The paper develops a model in which there is a competition between erroneous and corrective literature in order to interrogate situations where self-correction of literature is likely to fail. The idea seems novel and a useful effort that could be expanded on in the future.
The paper highlights the lack of optimal self-correction in research and presents a model for understanding contributing factors. The reproducibility crisis is a serious problem in academia and thus the work is relevant.
The author does a good job of highlighting the causes of lack of self-correction in research.
Major comments:
A discussion on some specific examples of corrective literature, maybe a deep-dive into one published paper and how the result spread or was countered in the literature would help to both motivate the research and test the model.
A fuller discussion of how corrective attempts are made would be helpful and motivate the inclusion of ‘d’ as a linear term in the equation. How does one corrective attempt spur others? Would you anticipate the same ‘gold rush’ effect as for erroneous work, that one measure would lead to others? Does this term relate to things like negative news/social media coverage, sanctions against poor research, whistle-blowing?

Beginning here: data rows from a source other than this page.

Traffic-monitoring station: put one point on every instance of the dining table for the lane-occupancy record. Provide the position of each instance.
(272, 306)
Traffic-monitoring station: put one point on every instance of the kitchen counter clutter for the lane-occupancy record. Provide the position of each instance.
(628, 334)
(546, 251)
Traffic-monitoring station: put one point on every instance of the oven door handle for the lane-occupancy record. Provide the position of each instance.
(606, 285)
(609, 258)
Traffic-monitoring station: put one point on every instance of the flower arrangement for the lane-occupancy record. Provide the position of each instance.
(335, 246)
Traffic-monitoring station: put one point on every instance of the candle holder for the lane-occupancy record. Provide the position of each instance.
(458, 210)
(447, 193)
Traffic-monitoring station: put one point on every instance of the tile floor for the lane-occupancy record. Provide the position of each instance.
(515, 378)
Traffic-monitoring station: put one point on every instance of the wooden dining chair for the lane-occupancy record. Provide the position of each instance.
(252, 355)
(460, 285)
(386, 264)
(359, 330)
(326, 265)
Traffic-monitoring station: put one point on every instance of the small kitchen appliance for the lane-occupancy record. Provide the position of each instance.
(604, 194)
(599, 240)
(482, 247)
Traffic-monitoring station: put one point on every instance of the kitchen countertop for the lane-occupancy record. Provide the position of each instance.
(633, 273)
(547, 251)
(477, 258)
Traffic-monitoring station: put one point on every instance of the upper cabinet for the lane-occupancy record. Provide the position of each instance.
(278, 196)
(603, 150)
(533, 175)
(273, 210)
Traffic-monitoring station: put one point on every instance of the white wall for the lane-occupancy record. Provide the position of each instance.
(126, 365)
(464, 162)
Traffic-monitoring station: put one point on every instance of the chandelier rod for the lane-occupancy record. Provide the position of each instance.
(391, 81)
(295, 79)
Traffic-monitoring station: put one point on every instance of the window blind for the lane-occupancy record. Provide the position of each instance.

How would different assumptions about the kinetics of how spurious and corrective results interact (as modeled in the first system of equations presented) affect the conclusions of the paper? For example, I could imagine that an exponential relationship might be more appropriate in some cases. If there are multiple papers all claiming something spurious, I'd expect it would be harder to publish a rebuttal, but the impact of that one rebuttal would potentially be a lot higher if it debunks multiple papers rather than a single one. Similarly, if there were multiple corroborating debunking papers, that would also probably have an even bigger effect than the effect of either paper alone.
The discussion could benefit more from more concrete suggestions on how to remedy the situation as well as provide examples of what has worked, if any
Minor comments:
In Figure 1, I'm puzzled here by the fact that the publishing delay seems to change the # of publications, but not the overall fraction of spurious vs reliable at most time points. Intuitively I struggle to understand this. I would expect that with no corrective delay, many more papers would be published quickly (which seems to be the case) but that the reliable ones would more quickly overtake the spurious ones
“The time taken for corrective work to begin is a perhaps surprising factor suggested by this investigation.” - Interesting point that could be discussed in the context of 1. delays in publishing retractions 2. the continued citation of retracted works after retraction (https://doi.org/10.1080/08989621.2021.1886933) 3. lack of clear labelling of some retracted works on publisher websites, or downstream services. It's not sufficient simply to identify a work as misleading, you need to let the community know.
Suggestions for future studies
It would be interesting to model other technological interventions with this approach, such as retraction notices being displayed inline in bibliographies etc.
Competing interests
The author declares that they have no competing interests.